Information to include within a referral

Required

  • Reason for referral.
  • Details of the presenting condition including duration of symptoms.
  • Provisional diagnosis.
  • Patient health summary (such as relevant medical history, relevant investigations, current medications and dosages, immunisations, allergies and/or adverse reactions), including specifically:
    • weight loss (amount and timeframe)
    • ‘Blue Book’, growth charts or any recent growth measurements
    • full blood count (FBC)
    • haematinics (iron studies, red blood cell count, folate, active vitamin B12 – holotranscobalamin), if suspicious of malabsorption, child has a restricted dietary intake, vegan or vegetarian diet
    • coeliac serology: tissue transglutaminase IgA (TTG IgA), total IgA (where possible) with or without anti-endomysial antibody (EMA), if infant is on solids or feeds contain gluten
    • faecal multiplex PCR
    • stool MCS, ova cysts parasites (OCP).

If available

  • Paediatrician report.
  • Urinalysis, microscopy and culture (especially infants < 12 months of age, as occult urinary tract infection can present with slow weight gain).
  • Electrolytes, urea and creatinine (EUC).
  • Thyroid stimulating hormone (TSH).
  • Liver function test results.
  • Random glucose.
  • Presence of fat globules and/or fatty acid crystals on stool microscopy.
  • Faecal elastase.
  • C-reactive protein (CRP).
  • Erythrocyte sedimentation rate (ESR).
  • Faecal calprotectin result (in children aged ≥ 4 years).
  • If the patient identifies as Aboriginal and/or Torres Strait Islander.
  • If the patient is considered ‘at risk’ and/or among a vulnerable, disadvantaged or priority population.
  • If the patient is suitable for virtual care or telehealth.
  • If the patient has special needs or requires reasonable adjustments to be made.
  • If the patient requires an interpreter (if so, list preferred language).
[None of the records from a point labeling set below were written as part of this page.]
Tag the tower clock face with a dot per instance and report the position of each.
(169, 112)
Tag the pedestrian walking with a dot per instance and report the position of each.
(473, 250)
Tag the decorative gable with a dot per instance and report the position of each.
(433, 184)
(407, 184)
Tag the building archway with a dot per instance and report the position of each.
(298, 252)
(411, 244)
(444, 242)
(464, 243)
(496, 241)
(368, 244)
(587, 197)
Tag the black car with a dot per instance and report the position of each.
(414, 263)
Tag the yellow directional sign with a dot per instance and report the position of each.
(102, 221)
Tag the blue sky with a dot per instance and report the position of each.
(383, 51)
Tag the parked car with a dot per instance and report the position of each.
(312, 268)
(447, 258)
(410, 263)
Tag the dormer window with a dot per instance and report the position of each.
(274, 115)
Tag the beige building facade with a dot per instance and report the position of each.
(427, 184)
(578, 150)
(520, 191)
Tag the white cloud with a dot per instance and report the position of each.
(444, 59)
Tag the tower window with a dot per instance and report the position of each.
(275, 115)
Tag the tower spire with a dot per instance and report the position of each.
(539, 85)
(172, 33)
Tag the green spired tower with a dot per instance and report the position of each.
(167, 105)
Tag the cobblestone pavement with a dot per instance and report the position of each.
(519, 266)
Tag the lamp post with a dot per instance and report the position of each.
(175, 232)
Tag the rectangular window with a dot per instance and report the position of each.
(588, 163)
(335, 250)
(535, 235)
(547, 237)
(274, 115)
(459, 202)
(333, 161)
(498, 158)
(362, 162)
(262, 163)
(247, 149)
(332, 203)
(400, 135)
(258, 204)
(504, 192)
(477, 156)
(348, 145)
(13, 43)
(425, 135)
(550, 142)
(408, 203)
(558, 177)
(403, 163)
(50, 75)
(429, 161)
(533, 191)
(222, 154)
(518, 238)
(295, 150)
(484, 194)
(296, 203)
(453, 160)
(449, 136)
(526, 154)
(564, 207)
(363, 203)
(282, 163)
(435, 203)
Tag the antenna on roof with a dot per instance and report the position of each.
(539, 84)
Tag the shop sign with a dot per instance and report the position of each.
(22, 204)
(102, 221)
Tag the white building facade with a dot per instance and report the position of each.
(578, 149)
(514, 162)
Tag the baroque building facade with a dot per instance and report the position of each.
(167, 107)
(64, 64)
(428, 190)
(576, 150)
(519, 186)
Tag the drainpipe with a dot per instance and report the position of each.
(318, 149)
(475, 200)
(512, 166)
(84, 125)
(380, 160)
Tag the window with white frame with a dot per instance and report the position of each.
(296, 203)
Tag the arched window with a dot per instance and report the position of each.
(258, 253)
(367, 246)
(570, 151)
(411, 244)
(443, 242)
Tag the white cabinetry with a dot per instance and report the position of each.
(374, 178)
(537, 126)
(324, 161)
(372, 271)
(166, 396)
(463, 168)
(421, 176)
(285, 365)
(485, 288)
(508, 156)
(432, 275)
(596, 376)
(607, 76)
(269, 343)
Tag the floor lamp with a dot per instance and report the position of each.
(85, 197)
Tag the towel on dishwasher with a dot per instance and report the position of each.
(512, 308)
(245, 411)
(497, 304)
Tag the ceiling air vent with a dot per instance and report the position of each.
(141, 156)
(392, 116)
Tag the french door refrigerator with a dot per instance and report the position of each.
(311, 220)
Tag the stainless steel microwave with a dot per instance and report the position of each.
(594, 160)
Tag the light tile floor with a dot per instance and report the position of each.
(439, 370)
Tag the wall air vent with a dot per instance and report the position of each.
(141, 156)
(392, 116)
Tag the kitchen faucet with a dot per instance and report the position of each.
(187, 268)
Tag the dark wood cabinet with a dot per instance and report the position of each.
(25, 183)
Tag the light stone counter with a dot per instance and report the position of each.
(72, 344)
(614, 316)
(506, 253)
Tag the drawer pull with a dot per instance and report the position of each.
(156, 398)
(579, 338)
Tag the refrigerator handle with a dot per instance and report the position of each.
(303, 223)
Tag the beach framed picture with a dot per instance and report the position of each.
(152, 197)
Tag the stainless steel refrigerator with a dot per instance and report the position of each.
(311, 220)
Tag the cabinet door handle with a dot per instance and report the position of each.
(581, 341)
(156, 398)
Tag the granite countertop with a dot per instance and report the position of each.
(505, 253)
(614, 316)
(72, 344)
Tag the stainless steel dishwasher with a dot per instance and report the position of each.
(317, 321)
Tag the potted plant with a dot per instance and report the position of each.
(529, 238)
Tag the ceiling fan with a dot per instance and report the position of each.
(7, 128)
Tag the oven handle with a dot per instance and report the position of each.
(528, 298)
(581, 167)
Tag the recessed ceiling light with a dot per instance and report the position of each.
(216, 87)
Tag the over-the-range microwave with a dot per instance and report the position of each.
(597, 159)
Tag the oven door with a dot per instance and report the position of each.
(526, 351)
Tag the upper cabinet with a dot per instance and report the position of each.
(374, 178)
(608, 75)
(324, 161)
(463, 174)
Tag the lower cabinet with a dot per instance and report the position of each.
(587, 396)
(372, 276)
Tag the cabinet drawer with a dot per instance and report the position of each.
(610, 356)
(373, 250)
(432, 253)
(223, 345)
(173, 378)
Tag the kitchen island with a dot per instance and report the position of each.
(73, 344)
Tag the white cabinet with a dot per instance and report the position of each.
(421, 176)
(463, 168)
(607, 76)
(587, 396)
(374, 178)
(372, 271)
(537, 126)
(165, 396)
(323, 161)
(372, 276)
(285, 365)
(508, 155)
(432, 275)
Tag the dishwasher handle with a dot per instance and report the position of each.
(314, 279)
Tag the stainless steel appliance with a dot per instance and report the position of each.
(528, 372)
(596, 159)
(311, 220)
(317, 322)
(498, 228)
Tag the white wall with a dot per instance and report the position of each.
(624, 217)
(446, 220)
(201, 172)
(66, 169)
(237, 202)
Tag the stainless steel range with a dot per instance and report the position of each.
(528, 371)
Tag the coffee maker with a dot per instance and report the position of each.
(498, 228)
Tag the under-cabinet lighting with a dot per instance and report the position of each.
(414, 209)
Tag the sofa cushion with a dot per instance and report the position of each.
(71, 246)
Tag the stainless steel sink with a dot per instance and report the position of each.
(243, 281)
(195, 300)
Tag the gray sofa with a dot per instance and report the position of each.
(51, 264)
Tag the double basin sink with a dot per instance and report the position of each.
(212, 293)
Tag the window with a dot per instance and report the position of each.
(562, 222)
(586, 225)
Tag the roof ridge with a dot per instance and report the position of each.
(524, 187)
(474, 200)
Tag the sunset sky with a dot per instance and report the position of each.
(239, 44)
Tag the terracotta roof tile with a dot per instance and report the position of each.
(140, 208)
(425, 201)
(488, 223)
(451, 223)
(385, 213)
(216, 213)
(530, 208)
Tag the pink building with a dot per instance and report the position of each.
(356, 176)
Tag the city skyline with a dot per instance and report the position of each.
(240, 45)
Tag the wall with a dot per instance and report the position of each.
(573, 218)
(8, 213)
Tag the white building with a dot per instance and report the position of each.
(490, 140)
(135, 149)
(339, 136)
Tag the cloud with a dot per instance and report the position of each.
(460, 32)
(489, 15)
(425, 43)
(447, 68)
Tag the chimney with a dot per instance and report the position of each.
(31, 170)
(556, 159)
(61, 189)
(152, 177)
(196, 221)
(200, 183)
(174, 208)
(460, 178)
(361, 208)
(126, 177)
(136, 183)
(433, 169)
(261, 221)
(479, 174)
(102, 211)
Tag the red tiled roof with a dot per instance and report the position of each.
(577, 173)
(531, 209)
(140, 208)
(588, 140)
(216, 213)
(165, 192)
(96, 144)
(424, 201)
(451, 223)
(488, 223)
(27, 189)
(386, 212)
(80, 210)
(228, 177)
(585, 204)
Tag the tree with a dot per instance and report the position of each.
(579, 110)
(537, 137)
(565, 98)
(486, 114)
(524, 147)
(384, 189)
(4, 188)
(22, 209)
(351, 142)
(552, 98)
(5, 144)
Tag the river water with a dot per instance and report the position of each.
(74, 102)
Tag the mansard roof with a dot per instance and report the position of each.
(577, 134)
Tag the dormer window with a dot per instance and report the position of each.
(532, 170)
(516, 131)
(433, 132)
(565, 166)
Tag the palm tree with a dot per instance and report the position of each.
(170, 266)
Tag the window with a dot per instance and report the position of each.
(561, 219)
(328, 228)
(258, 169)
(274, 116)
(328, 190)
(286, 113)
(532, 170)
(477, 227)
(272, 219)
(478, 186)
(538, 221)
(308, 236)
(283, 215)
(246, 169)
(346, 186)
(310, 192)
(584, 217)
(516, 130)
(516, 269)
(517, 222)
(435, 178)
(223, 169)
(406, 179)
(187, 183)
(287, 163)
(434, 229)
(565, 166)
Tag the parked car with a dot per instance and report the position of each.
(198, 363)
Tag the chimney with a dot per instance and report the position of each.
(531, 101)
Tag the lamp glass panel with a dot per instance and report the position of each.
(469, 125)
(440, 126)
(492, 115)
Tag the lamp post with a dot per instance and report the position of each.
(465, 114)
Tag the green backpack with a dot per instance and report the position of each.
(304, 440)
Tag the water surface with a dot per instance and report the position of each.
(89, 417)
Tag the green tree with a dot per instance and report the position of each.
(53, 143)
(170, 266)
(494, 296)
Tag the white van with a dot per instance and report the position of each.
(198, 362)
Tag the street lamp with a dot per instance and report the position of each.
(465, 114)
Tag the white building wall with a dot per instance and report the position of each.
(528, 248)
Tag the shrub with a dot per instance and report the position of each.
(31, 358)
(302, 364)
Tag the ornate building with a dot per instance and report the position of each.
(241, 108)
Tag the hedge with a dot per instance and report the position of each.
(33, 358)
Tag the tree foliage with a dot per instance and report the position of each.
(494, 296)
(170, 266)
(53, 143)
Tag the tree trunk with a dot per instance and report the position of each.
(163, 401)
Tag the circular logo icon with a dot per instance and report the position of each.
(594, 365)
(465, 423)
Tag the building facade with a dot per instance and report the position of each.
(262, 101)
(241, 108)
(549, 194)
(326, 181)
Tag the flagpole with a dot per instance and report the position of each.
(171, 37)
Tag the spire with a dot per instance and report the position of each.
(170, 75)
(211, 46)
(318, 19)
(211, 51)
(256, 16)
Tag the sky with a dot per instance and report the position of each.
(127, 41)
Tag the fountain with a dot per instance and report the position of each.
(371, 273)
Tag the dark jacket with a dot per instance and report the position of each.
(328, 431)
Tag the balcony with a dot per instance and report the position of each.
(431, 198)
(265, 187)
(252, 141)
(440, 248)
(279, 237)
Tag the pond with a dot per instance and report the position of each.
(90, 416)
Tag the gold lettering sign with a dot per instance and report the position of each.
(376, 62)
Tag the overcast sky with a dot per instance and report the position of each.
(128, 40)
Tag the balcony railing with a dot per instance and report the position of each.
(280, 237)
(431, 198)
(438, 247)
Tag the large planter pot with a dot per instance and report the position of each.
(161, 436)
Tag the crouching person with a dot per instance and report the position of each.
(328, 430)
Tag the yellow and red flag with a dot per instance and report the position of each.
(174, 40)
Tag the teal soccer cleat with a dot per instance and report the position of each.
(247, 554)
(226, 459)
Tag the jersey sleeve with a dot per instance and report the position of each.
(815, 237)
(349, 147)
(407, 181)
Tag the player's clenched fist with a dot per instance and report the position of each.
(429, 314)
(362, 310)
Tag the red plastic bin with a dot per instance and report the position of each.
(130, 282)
Important information for referring health professionals

If there is a change to a patient’s condition while waiting for their appointment, referring health professionals may further investigate and manage the situation, or send an updated referral to the outpatient service. Where there are significant concerns about a patient's condition, referring health professionals may check HealthPathways for urgent/same day advice or contact the relevant clinical team.